Concerns about those headlines newsflows related to that, over the next few months I think will be a major factor that impacts risk appetite. That will impact emerging markets as well as developed markets. So that is one thing to be certainly aware of.

Europe in the near-term has some compelling issues that need to be addressed. But even in the US, I do think there is a leadership crisis because you haven't seen the same type of leadership as you have seen in the UK for example, in terms of getting ahead of the curve and tackling the deficit issue. That is one major issue I would highlight as something that will continue to create volatility in markets.

The second issue is growth. You saw Jim O'Neil from Goldman Sachs make some pronouncements yesterday about expectations that the US market could move up higher by 20% in the coming year, mainly based on a rosier or a more optimistic return to normal scenario in the US. I guess the jury is out on that. We remain skeptical.
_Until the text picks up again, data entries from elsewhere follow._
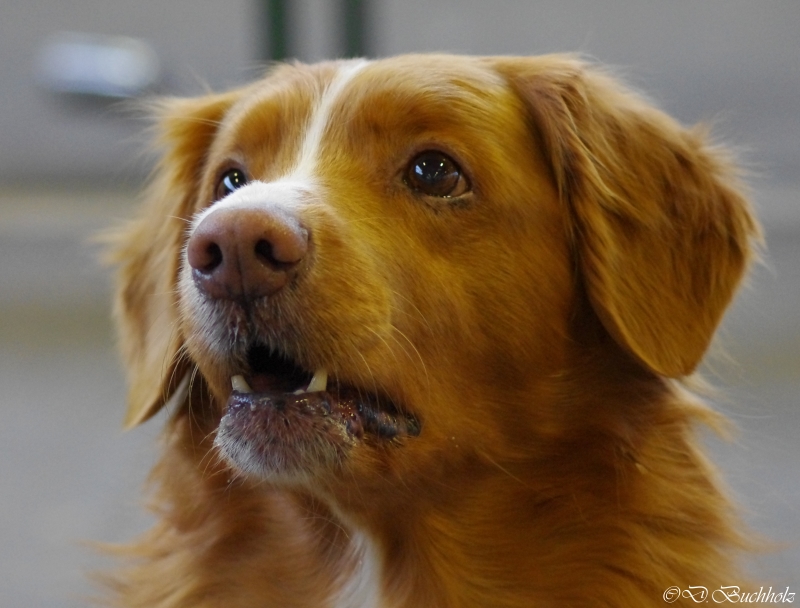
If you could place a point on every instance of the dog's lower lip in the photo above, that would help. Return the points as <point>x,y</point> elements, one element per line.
<point>359,414</point>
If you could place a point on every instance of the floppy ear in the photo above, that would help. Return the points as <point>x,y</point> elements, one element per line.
<point>662,231</point>
<point>147,254</point>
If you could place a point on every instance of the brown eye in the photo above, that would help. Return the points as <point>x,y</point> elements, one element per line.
<point>231,180</point>
<point>435,174</point>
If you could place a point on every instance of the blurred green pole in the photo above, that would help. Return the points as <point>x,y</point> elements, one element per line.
<point>274,12</point>
<point>354,27</point>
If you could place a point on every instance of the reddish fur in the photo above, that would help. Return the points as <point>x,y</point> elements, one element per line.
<point>536,333</point>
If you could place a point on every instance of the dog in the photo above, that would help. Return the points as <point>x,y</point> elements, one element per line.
<point>422,325</point>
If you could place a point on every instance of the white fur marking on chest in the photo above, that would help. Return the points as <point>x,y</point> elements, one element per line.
<point>363,587</point>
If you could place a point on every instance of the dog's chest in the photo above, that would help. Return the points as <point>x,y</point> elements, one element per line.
<point>361,587</point>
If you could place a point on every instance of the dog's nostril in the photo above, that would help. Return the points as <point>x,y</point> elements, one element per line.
<point>263,251</point>
<point>213,258</point>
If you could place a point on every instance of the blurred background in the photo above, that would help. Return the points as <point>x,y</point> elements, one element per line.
<point>72,159</point>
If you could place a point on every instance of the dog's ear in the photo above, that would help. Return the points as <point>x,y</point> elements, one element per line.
<point>662,231</point>
<point>147,254</point>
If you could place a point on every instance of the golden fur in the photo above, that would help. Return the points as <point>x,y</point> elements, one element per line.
<point>535,326</point>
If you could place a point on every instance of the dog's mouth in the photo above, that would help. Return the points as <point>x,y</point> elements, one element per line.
<point>282,418</point>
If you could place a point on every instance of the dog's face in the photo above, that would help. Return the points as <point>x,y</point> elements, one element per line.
<point>388,264</point>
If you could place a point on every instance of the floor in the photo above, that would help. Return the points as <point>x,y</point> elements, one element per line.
<point>69,474</point>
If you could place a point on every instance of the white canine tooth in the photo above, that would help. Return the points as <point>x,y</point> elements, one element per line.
<point>240,385</point>
<point>319,382</point>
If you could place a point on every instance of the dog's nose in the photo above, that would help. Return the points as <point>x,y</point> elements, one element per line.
<point>246,253</point>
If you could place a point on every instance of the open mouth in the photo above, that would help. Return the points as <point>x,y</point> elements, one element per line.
<point>278,410</point>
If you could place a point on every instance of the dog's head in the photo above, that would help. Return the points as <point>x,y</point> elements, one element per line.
<point>363,259</point>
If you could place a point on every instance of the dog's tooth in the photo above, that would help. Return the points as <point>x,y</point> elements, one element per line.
<point>319,382</point>
<point>240,385</point>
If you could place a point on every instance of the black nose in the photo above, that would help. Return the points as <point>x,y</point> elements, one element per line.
<point>246,253</point>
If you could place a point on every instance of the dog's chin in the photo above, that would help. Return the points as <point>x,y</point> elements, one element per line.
<point>284,424</point>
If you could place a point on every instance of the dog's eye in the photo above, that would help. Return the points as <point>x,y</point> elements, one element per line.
<point>231,180</point>
<point>436,174</point>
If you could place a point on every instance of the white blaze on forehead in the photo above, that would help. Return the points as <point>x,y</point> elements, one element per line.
<point>307,160</point>
<point>299,184</point>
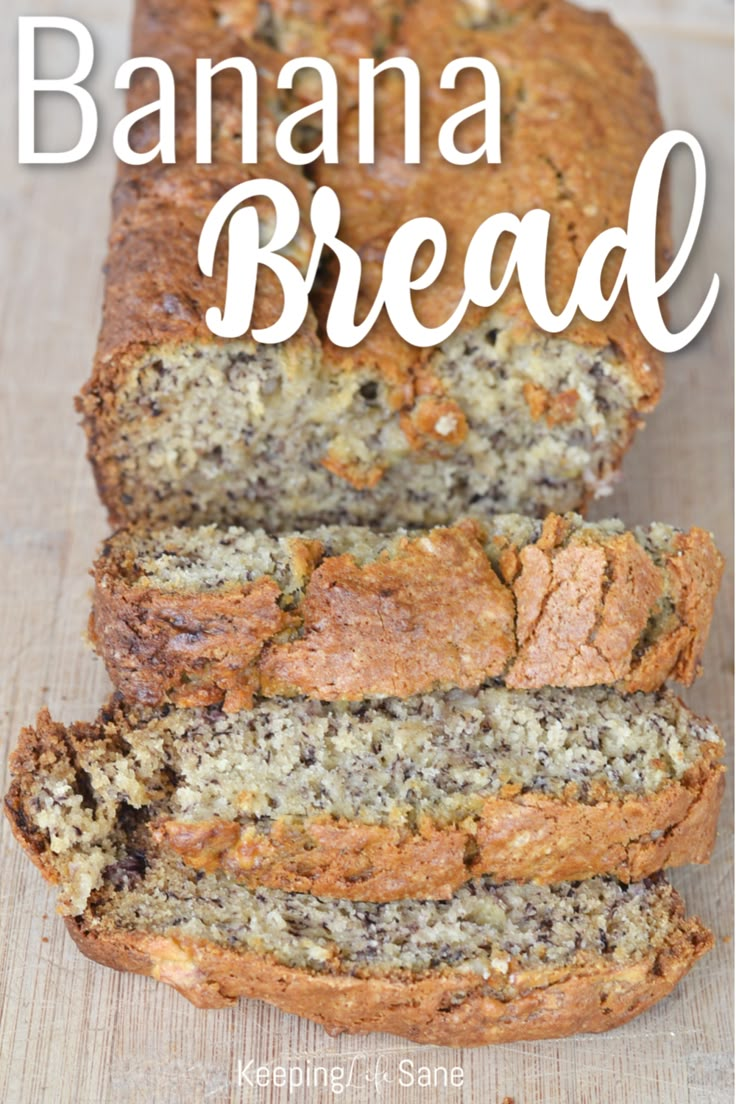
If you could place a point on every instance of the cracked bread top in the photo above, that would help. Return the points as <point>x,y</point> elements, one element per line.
<point>201,616</point>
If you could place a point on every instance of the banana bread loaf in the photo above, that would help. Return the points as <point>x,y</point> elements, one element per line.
<point>198,616</point>
<point>493,964</point>
<point>184,427</point>
<point>384,799</point>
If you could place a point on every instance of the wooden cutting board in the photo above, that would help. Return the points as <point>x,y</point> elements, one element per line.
<point>74,1032</point>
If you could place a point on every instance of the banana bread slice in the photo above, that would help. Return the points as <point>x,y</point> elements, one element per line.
<point>201,616</point>
<point>185,427</point>
<point>493,964</point>
<point>382,799</point>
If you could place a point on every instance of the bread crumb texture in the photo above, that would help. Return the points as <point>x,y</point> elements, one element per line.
<point>375,800</point>
<point>208,615</point>
<point>183,427</point>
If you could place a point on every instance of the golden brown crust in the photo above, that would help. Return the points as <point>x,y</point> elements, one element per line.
<point>398,626</point>
<point>694,571</point>
<point>210,646</point>
<point>597,121</point>
<point>573,608</point>
<point>573,138</point>
<point>445,1008</point>
<point>515,837</point>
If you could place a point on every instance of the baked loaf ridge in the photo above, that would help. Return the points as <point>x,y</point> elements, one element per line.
<point>492,964</point>
<point>381,800</point>
<point>183,427</point>
<point>201,616</point>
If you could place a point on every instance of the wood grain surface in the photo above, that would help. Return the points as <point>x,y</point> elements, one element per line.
<point>75,1032</point>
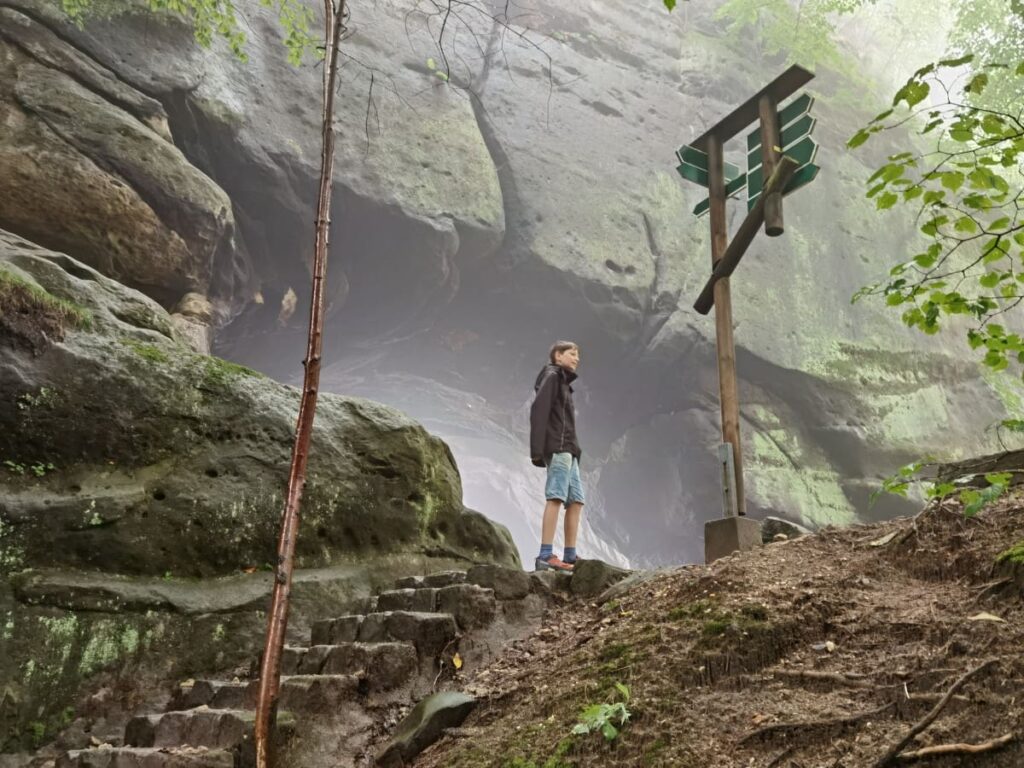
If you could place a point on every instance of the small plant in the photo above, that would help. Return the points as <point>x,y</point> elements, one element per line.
<point>1013,555</point>
<point>602,717</point>
<point>974,500</point>
<point>39,469</point>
I think recovery in the US housing market is fundamental higher interest rates. Higher mortgage rates in the US which you have seen over the last month are not particularly conducive to a sustained recovery in the housing market either. That is another factor to watch. As you see those forces play out, to a degree that will determine which way the markets go.

Q: There are a couple of concerns like the tightening of liquidity and the hardening of commodity prices. Do you think the Goldilocks situation that our markets were enjoying in 2010 has come to an end or do you think the markets will take on a new high in the early months of 2011?
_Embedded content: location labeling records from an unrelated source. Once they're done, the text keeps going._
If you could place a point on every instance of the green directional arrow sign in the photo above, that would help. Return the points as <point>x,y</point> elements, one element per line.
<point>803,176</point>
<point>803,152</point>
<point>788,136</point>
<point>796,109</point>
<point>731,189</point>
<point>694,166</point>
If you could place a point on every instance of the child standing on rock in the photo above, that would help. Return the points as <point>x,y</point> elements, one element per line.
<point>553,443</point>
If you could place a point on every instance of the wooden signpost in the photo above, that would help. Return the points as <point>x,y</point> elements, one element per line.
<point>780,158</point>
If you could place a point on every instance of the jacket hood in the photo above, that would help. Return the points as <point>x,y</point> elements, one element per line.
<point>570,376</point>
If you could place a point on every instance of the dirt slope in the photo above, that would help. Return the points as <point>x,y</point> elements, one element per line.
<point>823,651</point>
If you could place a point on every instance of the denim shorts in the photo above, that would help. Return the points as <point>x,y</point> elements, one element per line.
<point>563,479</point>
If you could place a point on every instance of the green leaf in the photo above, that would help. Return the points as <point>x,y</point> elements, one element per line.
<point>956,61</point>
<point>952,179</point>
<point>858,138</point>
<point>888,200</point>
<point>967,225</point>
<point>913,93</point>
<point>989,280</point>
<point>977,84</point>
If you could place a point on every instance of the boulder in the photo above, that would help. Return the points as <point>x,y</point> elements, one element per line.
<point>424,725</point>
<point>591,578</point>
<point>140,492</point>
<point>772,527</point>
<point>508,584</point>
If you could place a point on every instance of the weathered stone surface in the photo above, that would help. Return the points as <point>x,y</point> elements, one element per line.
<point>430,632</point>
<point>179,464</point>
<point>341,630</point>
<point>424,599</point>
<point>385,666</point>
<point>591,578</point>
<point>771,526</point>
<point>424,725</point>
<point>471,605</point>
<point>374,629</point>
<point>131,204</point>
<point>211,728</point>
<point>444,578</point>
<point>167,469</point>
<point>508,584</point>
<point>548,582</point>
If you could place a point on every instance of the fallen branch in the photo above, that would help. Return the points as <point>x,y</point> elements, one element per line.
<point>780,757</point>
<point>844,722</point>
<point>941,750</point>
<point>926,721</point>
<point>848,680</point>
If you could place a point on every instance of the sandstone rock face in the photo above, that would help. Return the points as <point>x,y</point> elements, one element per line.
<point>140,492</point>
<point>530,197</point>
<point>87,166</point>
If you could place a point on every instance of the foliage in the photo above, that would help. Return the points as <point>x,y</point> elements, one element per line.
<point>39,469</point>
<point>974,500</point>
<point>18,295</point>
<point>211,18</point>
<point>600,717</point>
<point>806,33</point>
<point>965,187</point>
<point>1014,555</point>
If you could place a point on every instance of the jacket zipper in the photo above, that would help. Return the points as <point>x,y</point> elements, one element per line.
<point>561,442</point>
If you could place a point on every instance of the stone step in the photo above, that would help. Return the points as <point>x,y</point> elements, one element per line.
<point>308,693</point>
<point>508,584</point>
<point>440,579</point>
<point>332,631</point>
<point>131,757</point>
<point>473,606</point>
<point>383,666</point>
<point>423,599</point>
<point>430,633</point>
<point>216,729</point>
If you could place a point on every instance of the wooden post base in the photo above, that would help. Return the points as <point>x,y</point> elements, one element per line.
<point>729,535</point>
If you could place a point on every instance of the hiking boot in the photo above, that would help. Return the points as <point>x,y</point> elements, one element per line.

A: In the Indian markets, over the last few months we have moved from being almost maximum long in the 95-96% range to more the mid-eighties. We are somewhat more cautious than what we used to be. There is a possibility that markets globally continue to move higher.

It would not shock me but it is fair to say that we are somewhat more concerned about flows into the emerging markets. What has driven Indian markets over the last year has been FII flows. You have had FII flows break new records.

For this rally to be sustained, you need to see some real evidence of Indian retail mutual funds, in particular, stepping in and participating in a major way. Absent that, I think probably a rangebound market. I am not unduly concerned about a market crash but somewhat more cautious than we were a few months ago.

Q: So have you tactically adjusted your portfolios for any new sector overweight's?

A: Not any major sectoral adjustments. Our major bet in our portfolio which is about 20% of our portfolio is IT. IT has been the best performing sector over the last 12 months. We think sometime over the next few months that story would have run its course and we are likely to cut back.

We are long commodity stocks, steel, aluminum, though, that is more of a short-term trade. The core portfolio that will not get a hold on for many months is built around the domestic consumption story in particular. So FMCG stocks, auto stocks in particular, are at the core of our portfolio.

Q: Inflation is clearly driving up asset prices. Do you like the metal space or do you think it is speculative?

A: The commodity story to a great degree is speculative. People view commodities as an alternative store of value, like gold in particular relative to US treasury bonds for example. You see commodities being a bit of a safe haven, a bit of an inflation hedge based on the concern that you have got QE2, QE3, monetary easing and the debasement of currency.

As a result commodities potentially become a superior source of store value. There is lot of that going on as opposed to an intrinsic bottom up demand for commodities. That makes us cautious by its very nature. It may reach a bubble proportion. For example, commodity prices are decoupled with something like the Baltic Dry Freight index which is a good barometer of activity and demand for commodities.

Q: What is your sense about macro issues like inflation and higher interest rates? Do you think they could cause a deceleration in earnings? Would you be trimming EPS estimates?

A: Not unduly concerned about that. The monetary tightening in India may well have run its course for now. The RBI, we think has done a remarkably good job of timing its monetary tightening.